The Little Crying Boy
by Ray Fowler, MD
Copyright Jan 1, 1988

(Time in Space Home)

            A little boy came to my office one day because he couldn’t stop crying.

            It seemed that this little boy’s father had been buried that day, and, at the funeral, the little boy had begun to cry hysterically, sobbing loudly that he wanted to die too, to go and be with his father in heaven.

            This was more than his mother could bear, so she brought her son to me. Entering the room, I looked at the pair, both consumed in their grief. “Dr. Fowler, could you give my son something to calm him? He’s so upset about his father’s death that at the funeral he said that he wanted to die and go to be with Papa.”

            Some things I can handle just fine: Blood, gore, cuts, fractures; these things are no problem for my sensitivity. But, people’s grief, especially the shared sorrow among family members for a lost loved one, is so hard for me to deal with at arm’s length. My heart softens quickly at the side of a family unit who has lost a part of their minds, a part of their very lives.

            Sooner or later I had to look the little boy in the face. His eyes were wide open, reddened from his sobbing only a few minutes before. He seemed dazed, his gaze glassy and his cheeks tear-streaked.
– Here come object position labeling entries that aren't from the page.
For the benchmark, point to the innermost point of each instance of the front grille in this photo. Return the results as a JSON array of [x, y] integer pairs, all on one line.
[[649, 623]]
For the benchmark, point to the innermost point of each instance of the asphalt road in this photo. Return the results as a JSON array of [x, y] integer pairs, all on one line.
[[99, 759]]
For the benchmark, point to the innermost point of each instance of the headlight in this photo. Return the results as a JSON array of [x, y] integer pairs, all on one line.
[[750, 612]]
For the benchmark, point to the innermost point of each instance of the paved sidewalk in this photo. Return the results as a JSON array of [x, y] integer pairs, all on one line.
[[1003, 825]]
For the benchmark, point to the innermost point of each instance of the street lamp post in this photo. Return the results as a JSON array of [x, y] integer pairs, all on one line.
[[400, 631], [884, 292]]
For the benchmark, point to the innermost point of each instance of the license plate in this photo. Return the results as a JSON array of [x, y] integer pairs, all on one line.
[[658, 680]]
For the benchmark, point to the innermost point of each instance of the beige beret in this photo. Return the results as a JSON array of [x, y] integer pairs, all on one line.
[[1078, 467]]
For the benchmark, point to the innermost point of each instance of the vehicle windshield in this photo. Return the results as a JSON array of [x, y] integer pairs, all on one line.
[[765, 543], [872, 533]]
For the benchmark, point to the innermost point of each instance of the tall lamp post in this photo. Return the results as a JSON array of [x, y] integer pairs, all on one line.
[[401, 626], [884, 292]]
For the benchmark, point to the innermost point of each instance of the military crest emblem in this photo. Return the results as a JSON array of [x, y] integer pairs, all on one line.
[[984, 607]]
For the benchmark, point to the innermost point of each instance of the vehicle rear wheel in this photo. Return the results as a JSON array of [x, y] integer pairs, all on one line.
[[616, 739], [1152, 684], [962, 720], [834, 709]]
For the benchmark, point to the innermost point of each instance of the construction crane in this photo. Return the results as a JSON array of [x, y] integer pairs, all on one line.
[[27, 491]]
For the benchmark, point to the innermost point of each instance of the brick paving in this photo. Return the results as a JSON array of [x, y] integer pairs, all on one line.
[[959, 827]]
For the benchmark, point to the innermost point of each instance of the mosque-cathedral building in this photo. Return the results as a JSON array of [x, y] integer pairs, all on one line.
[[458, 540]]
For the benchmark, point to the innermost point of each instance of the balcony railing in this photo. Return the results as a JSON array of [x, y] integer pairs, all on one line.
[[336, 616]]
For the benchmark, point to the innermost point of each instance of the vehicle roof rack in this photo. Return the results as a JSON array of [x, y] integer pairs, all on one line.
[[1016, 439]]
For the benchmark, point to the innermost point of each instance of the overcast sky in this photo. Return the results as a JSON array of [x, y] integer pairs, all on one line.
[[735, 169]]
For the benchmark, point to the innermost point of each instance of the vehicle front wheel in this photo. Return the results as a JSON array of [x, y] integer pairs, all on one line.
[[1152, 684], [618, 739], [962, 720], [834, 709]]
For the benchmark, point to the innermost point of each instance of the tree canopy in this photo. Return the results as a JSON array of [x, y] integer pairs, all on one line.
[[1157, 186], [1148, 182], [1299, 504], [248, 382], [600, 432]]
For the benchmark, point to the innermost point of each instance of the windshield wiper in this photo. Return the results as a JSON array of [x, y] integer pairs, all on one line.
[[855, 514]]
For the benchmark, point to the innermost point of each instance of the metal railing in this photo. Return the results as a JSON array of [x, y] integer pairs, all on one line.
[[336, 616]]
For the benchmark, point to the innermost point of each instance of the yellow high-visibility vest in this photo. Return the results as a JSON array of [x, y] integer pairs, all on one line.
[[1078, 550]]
            "I’m so sorry about your Dad," I said. He didn’t say anything for a moment, only nodding slowly as his eyes filled again with tears. Then, I leaned to him and held his hand for a moment, unsure of the relevance of anything I had to say.

            "You know, sometimes God loves a few special people so much that He wants them to come live with Him in Heaven," I whispered to him softly, my own eyes now filled with tears. My voice cracked after that and I couldn’t speak.

            "You’ll be with him tonight?” I asked her mother. She said that she would. At this point my Paramedic appeared at my shoulder. I murmured to him to give the little guy an injection of a mild sedative. Reassuring his mother that I felt that this was an understandable anxiety reaction that would pass, I turned my back on the pair and went to the next patient.

            Several days passed. My practice kept my thoughts turned to healing matters of all types. The little boy and his sorrow were forgotten for the moment..

            Then, an evening came at my clinic on Highway 5 when it seemed that most of the people of Douglas County had the flu at the same time and had come to see me. The rooms and halls of my clinic were filled with the moans and groans of misery.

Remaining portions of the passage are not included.